On a global scale, the primary sources of greenhouse gas (GHG) emissions are electricity and heat (31%), agriculture (11%), transportation (15%), forestry (6%) and manufacturing (12%). South Africa’s Carbon Tax Act means these industries will finally be paying the price for polluting. The impact of this carbon tax should not be underestimated and although the Act takes a phased approach to roll-out while providing tax relief allowances in the first phase, it’s critical for companies to understand their risk exposure as soon as possible. The solution is to find the right mix of carbon analytics software solutions and a consulting partner that can help manufacturing companies to make sense of their footprint in order to re-engineer processes to minimise emissions and reduce carbon tax liability.

Clean up or pay up
In order to achieve South Africa’s goal of 33% reduction in emissions relative to the baseline by 2035, the Carbon Tax Act incentivises change by charging certain industries (like cement production, mining, fuel production) a carbon tax if their activities result in emissions in excess of the legislative threshold.

The Act will roll out in three phases to gradually push companies to take a serious look at how to ‘green up’ their processes to lessen the adverse environmental impact of their manufacturing activities over the next decade.
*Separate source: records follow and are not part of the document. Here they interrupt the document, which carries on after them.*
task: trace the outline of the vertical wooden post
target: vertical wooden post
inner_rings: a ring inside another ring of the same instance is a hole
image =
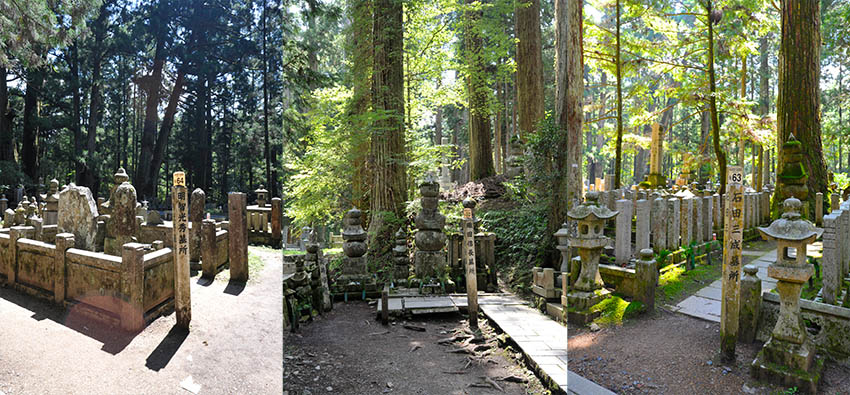
[[[281,245],[281,223],[283,222],[283,201],[280,198],[272,198],[272,244],[275,248]]]
[[[478,276],[475,271],[475,231],[472,209],[463,209],[463,260],[466,263],[466,298],[469,326],[478,327]]]
[[[192,320],[192,301],[189,284],[189,213],[187,207],[186,175],[174,173],[171,206],[174,213],[174,311],[177,326],[189,329]]]
[[[247,200],[242,192],[227,195],[227,212],[230,219],[230,280],[248,281],[248,223]]]
[[[186,265],[189,265],[188,260],[186,261]],[[126,298],[124,303],[121,305],[121,329],[128,332],[138,332],[145,327],[144,244],[124,244],[123,250],[121,251],[121,266],[121,293],[124,294],[124,298]],[[177,300],[176,296],[175,300]],[[177,314],[179,320],[179,310]],[[188,327],[188,323],[186,327]]]
[[[723,237],[723,298],[720,305],[720,356],[735,360],[740,310],[741,264],[744,236],[744,174],[740,166],[726,173],[726,212]]]
[[[56,235],[56,252],[53,256],[53,301],[65,300],[65,252],[74,247],[73,233]]]

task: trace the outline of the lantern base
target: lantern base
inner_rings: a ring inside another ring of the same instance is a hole
[[[567,294],[567,320],[570,323],[586,325],[599,317],[600,312],[591,311],[595,304],[611,296],[611,291],[600,288],[596,291],[572,291]]]
[[[823,363],[823,358],[815,356],[815,347],[809,339],[803,344],[794,344],[771,338],[756,355],[750,366],[750,376],[815,394]]]

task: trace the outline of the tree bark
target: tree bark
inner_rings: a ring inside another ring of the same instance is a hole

In addition to lowering their tax liability by re-engineering their processes, manufacturers that export will benefit from being able to meet the stringent measures and regulations already in effect in Europe and the US regarding supplier emissions.  In other words, the industry’s global competitive edge depends on its ability to identify and capitalise on opportunities to re-engineer their processes with sustainability first in mind by focusing on reducing their carbon footprint.

Start with visualisation

While there are already a number of carbon analysis tools available to calculate carbon emissions, it’s important for businesses to ensure that the solution they choose is built to align with the South African Carbon Tax framework. All it takes to quantify carbon output is for someone to input the procurement or consumption data into the software calculator, in order to accurately quantify and visualise their carbon footprint. Carbon analysis tools provide businesses with the ability to report, analyse and benchmark against the Act’s thresholds which makes it easy to calculate an exact carbon tax liability (in Rands) as well as to provide the mandatory emissions reporting.  Tax-free allowances applicable in the first phase - significantly simplifying a previously complicated, time-consuming administrative process, also need to be taken into account.

Change inspires innovation
With a clear picture of the organisation’s carbon footprint, the right specialist consultation partner can oversee and drive the implementation of a carbon reduction framework. This can be achieved in a manner that properly acknowledges the urgency to respond to climate change, while ensuring business survival. In order to maximise the potential for carbon reduction, experienced sustainability consultants provide the expertise necessary to re-think energy consumption and conventional manufacturing processes. Further to this, they can manage change across every facet of the business, ensuring that it happens in a manner that is cost and time effective.  In a complex and competitive market. the critical need for change provides the opportunity for companies to lead and to innovate - by embracing or inventing cleaner technologies. Alternatively, producing in a new, cleaner way, organisations will find the advantage as investors, lenders and consumers start to make more carbon-conscious choices with their money.